Scientific classification
- Kingdom: Plantae
- Clade: Tracheophytes
- Clade: Angiosperms
- Clade: Eudicots
- Clade: Rosids
- Order: Rosales
- Family: Rosaceae
- Genus: Potentilla
- Species: P. parryi
- Binomial name: Potentilla parryi (Greene) Greene
- Synonyms: Horkelia parryi Greene; Horkelia platypetala Rydb.;

= Potentilla parryi =

- Genus: Potentilla
- Species: parryi
- Authority: (Greene) Greene
- Conservation status: G2
- Synonyms: Horkelia parryi Greene, Horkelia platypetala Rydb.

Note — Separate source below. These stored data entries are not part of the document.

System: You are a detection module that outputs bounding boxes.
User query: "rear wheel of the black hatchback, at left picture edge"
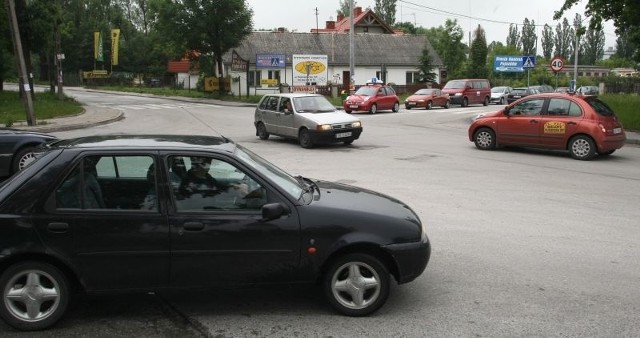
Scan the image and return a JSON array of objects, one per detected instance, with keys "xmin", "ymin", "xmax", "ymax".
[{"xmin": 0, "ymin": 261, "xmax": 70, "ymax": 331}]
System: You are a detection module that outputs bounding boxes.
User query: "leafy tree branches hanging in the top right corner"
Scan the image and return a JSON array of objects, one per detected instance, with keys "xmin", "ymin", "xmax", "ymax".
[{"xmin": 554, "ymin": 0, "xmax": 640, "ymax": 62}]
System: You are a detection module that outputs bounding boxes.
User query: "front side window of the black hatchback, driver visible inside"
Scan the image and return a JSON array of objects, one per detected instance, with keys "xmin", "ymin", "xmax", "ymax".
[{"xmin": 168, "ymin": 156, "xmax": 267, "ymax": 212}]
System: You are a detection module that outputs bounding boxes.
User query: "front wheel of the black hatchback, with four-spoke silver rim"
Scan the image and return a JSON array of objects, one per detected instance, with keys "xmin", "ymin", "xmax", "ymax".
[{"xmin": 322, "ymin": 253, "xmax": 390, "ymax": 317}]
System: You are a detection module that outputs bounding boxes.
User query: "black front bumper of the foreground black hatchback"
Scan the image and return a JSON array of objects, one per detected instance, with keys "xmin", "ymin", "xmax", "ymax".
[{"xmin": 383, "ymin": 236, "xmax": 431, "ymax": 284}]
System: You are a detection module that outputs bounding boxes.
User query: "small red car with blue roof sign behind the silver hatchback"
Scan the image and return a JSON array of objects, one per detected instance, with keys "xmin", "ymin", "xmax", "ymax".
[{"xmin": 343, "ymin": 83, "xmax": 400, "ymax": 114}]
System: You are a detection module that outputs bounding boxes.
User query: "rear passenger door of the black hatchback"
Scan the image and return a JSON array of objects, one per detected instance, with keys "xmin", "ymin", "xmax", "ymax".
[{"xmin": 45, "ymin": 154, "xmax": 169, "ymax": 291}]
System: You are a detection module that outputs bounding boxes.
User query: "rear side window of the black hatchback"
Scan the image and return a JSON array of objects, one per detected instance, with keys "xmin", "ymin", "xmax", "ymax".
[{"xmin": 55, "ymin": 155, "xmax": 158, "ymax": 210}]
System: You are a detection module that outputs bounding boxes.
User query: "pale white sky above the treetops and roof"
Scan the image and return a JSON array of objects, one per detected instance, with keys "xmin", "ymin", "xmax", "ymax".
[{"xmin": 246, "ymin": 0, "xmax": 616, "ymax": 50}]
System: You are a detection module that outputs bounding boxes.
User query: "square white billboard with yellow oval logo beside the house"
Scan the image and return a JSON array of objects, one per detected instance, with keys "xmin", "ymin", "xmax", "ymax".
[{"xmin": 292, "ymin": 54, "xmax": 329, "ymax": 86}]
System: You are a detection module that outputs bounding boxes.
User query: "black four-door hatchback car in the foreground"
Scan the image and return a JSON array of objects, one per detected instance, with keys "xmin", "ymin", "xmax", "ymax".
[{"xmin": 0, "ymin": 135, "xmax": 431, "ymax": 330}]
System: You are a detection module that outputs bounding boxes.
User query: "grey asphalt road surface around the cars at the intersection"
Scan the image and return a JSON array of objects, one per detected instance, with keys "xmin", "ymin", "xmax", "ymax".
[{"xmin": 0, "ymin": 93, "xmax": 640, "ymax": 337}]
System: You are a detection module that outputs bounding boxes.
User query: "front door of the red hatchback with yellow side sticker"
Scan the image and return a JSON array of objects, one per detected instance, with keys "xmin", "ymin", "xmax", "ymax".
[{"xmin": 496, "ymin": 99, "xmax": 544, "ymax": 146}]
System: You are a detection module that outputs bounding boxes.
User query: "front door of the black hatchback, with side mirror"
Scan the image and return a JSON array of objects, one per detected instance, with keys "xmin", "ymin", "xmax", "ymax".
[{"xmin": 169, "ymin": 155, "xmax": 300, "ymax": 287}]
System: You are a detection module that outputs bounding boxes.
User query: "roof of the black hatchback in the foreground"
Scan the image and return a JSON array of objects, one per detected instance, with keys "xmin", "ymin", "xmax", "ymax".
[{"xmin": 49, "ymin": 134, "xmax": 236, "ymax": 152}]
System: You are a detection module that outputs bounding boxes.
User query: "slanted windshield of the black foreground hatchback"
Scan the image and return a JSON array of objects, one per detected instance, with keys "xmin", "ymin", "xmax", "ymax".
[{"xmin": 236, "ymin": 144, "xmax": 305, "ymax": 199}]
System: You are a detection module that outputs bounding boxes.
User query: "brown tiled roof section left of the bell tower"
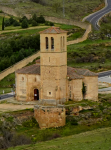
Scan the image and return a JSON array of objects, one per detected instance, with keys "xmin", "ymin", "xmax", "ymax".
[{"xmin": 16, "ymin": 64, "xmax": 40, "ymax": 75}]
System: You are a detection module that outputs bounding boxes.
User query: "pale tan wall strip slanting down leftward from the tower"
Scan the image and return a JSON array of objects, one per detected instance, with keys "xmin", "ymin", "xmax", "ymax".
[{"xmin": 0, "ymin": 52, "xmax": 40, "ymax": 80}]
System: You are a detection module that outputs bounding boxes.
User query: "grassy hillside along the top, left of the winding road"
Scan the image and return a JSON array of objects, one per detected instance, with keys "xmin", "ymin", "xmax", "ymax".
[{"xmin": 0, "ymin": 0, "xmax": 104, "ymax": 20}]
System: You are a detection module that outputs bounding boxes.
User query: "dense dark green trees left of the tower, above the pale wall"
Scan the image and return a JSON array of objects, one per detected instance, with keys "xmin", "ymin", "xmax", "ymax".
[{"xmin": 0, "ymin": 35, "xmax": 40, "ymax": 71}]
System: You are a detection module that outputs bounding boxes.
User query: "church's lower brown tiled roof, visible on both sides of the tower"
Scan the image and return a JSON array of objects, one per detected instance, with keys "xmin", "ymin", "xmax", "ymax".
[{"xmin": 16, "ymin": 64, "xmax": 98, "ymax": 80}]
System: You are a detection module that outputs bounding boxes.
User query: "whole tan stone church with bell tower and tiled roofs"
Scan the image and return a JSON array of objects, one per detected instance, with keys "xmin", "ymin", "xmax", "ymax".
[{"xmin": 16, "ymin": 27, "xmax": 98, "ymax": 104}]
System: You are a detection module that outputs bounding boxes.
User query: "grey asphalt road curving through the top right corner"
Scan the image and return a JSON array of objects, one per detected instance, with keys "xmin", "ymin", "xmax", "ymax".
[{"xmin": 86, "ymin": 0, "xmax": 111, "ymax": 30}]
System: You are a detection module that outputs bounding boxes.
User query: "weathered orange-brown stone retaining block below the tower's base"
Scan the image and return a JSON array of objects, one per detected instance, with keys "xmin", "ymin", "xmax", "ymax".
[{"xmin": 34, "ymin": 105, "xmax": 66, "ymax": 129}]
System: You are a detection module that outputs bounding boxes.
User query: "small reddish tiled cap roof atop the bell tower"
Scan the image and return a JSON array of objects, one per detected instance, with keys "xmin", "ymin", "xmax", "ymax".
[{"xmin": 39, "ymin": 26, "xmax": 67, "ymax": 34}]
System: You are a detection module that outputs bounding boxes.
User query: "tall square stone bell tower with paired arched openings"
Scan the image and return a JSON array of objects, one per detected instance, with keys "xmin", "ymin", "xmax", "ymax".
[{"xmin": 40, "ymin": 27, "xmax": 67, "ymax": 103}]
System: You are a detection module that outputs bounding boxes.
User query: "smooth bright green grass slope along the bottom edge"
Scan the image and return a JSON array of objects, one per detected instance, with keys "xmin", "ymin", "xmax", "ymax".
[{"xmin": 8, "ymin": 127, "xmax": 111, "ymax": 150}]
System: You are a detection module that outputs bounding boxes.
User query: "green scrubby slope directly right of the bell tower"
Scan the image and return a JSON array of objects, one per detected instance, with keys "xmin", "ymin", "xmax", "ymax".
[{"xmin": 68, "ymin": 39, "xmax": 111, "ymax": 72}]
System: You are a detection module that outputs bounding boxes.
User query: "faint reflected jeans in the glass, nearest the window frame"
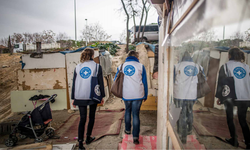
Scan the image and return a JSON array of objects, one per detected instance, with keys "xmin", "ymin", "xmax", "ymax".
[{"xmin": 174, "ymin": 100, "xmax": 195, "ymax": 143}]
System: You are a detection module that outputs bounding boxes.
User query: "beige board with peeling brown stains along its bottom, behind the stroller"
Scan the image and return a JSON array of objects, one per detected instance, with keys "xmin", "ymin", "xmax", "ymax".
[{"xmin": 18, "ymin": 68, "xmax": 67, "ymax": 91}]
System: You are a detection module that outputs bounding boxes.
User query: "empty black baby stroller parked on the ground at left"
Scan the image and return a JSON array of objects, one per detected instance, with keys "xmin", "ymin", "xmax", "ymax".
[{"xmin": 5, "ymin": 94, "xmax": 57, "ymax": 147}]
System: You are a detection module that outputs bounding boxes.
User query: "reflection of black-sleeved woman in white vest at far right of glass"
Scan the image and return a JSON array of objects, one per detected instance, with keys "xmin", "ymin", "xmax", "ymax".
[{"xmin": 216, "ymin": 48, "xmax": 250, "ymax": 149}]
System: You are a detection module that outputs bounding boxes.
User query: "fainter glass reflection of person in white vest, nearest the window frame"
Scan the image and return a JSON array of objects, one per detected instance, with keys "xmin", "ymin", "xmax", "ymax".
[{"xmin": 174, "ymin": 51, "xmax": 205, "ymax": 144}]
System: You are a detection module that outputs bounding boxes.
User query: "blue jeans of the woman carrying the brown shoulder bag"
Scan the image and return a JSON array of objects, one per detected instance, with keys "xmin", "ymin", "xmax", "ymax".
[{"xmin": 124, "ymin": 100, "xmax": 142, "ymax": 139}]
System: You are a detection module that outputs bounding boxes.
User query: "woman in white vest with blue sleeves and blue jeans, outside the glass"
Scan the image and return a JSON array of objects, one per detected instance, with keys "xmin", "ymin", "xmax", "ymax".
[{"xmin": 114, "ymin": 51, "xmax": 148, "ymax": 144}]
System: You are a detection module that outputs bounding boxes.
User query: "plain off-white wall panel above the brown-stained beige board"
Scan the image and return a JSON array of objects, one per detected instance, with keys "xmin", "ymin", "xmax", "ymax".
[{"xmin": 22, "ymin": 53, "xmax": 65, "ymax": 69}]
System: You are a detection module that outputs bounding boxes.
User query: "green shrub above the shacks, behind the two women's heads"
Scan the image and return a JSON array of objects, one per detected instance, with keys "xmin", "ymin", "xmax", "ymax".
[{"xmin": 91, "ymin": 42, "xmax": 121, "ymax": 55}]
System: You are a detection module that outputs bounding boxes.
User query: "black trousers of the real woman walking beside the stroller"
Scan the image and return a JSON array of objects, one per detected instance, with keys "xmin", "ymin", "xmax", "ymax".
[{"xmin": 78, "ymin": 104, "xmax": 97, "ymax": 142}]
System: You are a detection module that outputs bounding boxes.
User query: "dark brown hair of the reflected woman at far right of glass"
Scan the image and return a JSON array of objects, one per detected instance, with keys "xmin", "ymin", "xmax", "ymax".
[{"xmin": 228, "ymin": 47, "xmax": 245, "ymax": 62}]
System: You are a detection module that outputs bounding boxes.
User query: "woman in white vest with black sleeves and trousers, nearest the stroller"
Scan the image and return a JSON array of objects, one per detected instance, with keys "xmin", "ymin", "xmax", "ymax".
[{"xmin": 71, "ymin": 48, "xmax": 105, "ymax": 150}]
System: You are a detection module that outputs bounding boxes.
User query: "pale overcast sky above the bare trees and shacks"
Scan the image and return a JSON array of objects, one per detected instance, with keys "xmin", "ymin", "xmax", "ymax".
[{"xmin": 0, "ymin": 0, "xmax": 158, "ymax": 40}]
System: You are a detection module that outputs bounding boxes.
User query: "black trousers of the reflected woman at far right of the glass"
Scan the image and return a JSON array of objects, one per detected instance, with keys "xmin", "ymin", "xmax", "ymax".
[{"xmin": 224, "ymin": 101, "xmax": 250, "ymax": 144}]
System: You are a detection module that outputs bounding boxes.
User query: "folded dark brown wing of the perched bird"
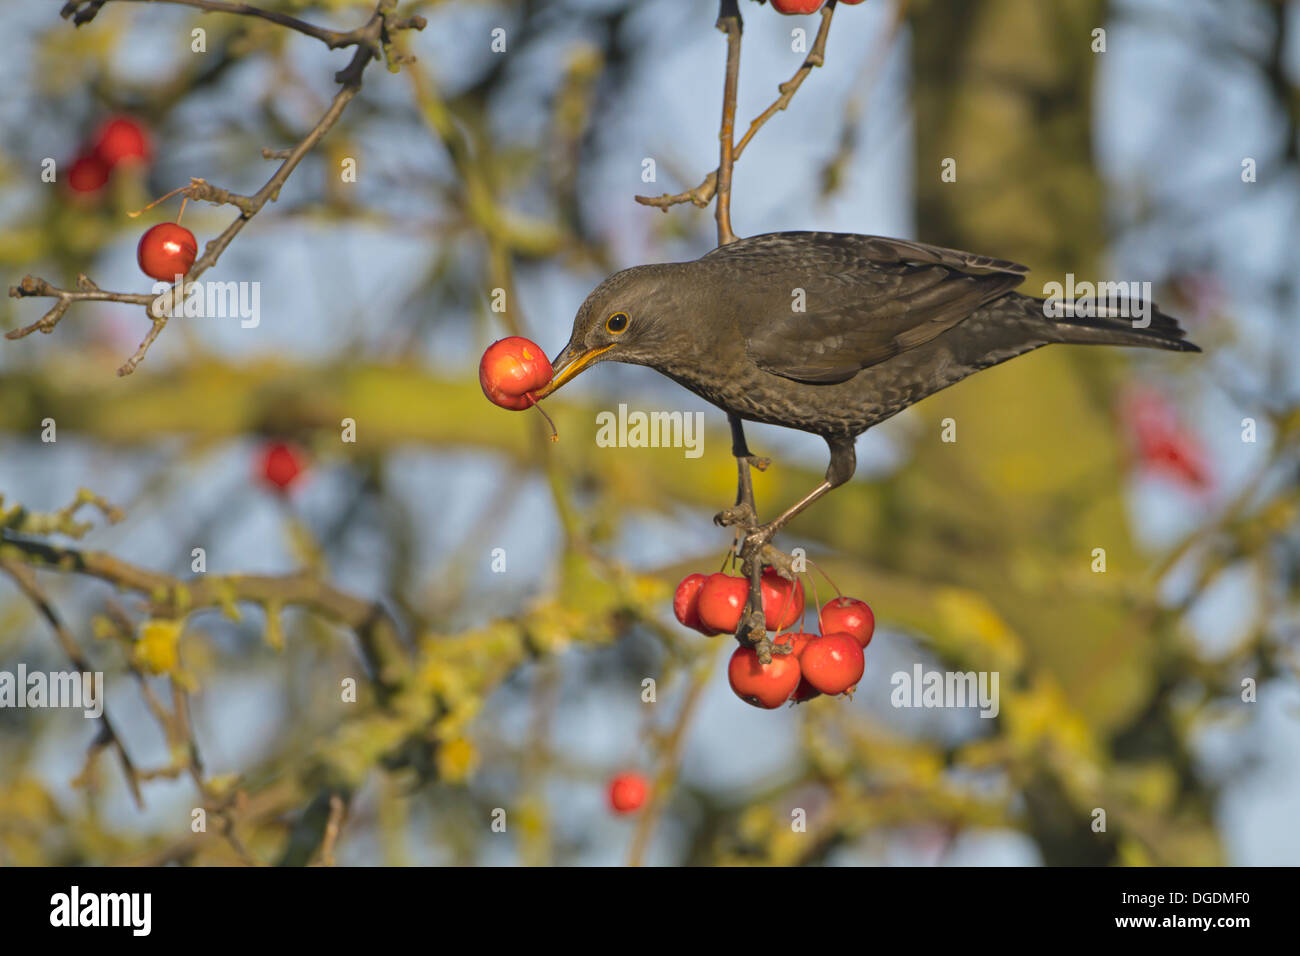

Species of flowering plant

Potentilla parryi, commonly known as Parry's horkelia, is a species of flowering plant in the rose family. It is endemic to California, where it grows in the chaparral of the Sierra Nevada foothills.

== Description ==
Potentilla parryi is a low, mat-forming perennial herb growing in unobtrusive green patches on the ground. The leaves are 5 to 10 centimeters long and are each made up of small, toothed, oval-shaped leaflets. The somewhat hairy green to reddish-green stems are 10 to 30 centimeters (4 to 12 inches) long and bear inflorescences of a few flowers each. The flower has minute bractlets under larger, pointed sepals and five white petals. The center of the flower contains a ring of stamens around a patch of up to 50 thready pistils.